20.09.2024 - 7 Einwohnerfragestunde
Grunddaten
- TOP:
- Ö 7
- Datum:
- Fr., 20.09.2024
- Status:
- gemischt (Sitzung abgeschlossen)
- Uhrzeit:
- 18:30
- Anlass:
- Sitzung
Protokoll
Bürger 1 hat einen Hinweis zum Solarpark. Es wäre ja möglich Hochanlagen oder senkrecht stehende Anlagen zu errichten, dann könnte weiterhin Landwirtschaft stattfinden.

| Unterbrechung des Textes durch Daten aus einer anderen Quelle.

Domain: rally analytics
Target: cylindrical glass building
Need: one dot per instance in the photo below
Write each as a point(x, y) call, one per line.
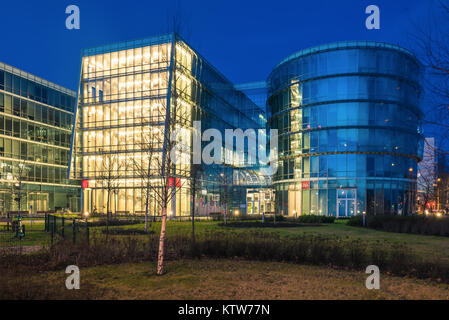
point(349, 124)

Das soll im Gespräch mit dem Vorhabenträger geklärt werden. Herr Schneider merkt an, dass Hochanlagen das Landschaftsbild mehr beeinträchtigen.
Herr Scheibe informiert, dass dieses Flurstück keinem ortsansässigen Landwirt gehört und es den Landwirt wahrscheinlich zu aufwändig ist allein diese 25 ha von einem entfernten Betriebsstandort zu bewirtschaften. Es soll geprüft werden, ab welcher Ackerwertzahl Solaranlagen ausgeschlossen sind.
Bürger 1 fragt, ob die Gemeinde von den Windkraftanlagen am Galgenberg partizipieren würde?
Herr Lück antwortet, dass die Gemeinde keine Flächen am Galgenberg hat.
Bürger 2 fragt nach den Abstandsregeln?
Hierzu wird geantwortet, dass der Investor ja noch nicht feststeht.
Bürger 3 moniert, dass durch die Eignungsräume sehr viel Natur zerstört wird. Bürger 1 antwortet, dass Umweltaspekte nicht mehr relevant sind. Bürger 3 führt weiter aus, dass er den Eindruck hat, dass es sich immer mehr um eine diktatorische Politik handelt, die gemacht wird, genau wie beim LNG-Terminal in Mukran. Alles wird vorgegeben, der Bürger wird nicht mehr gefragt.
Herr Reken antwortet, dass sich Bürger am Windpark beteiligen können.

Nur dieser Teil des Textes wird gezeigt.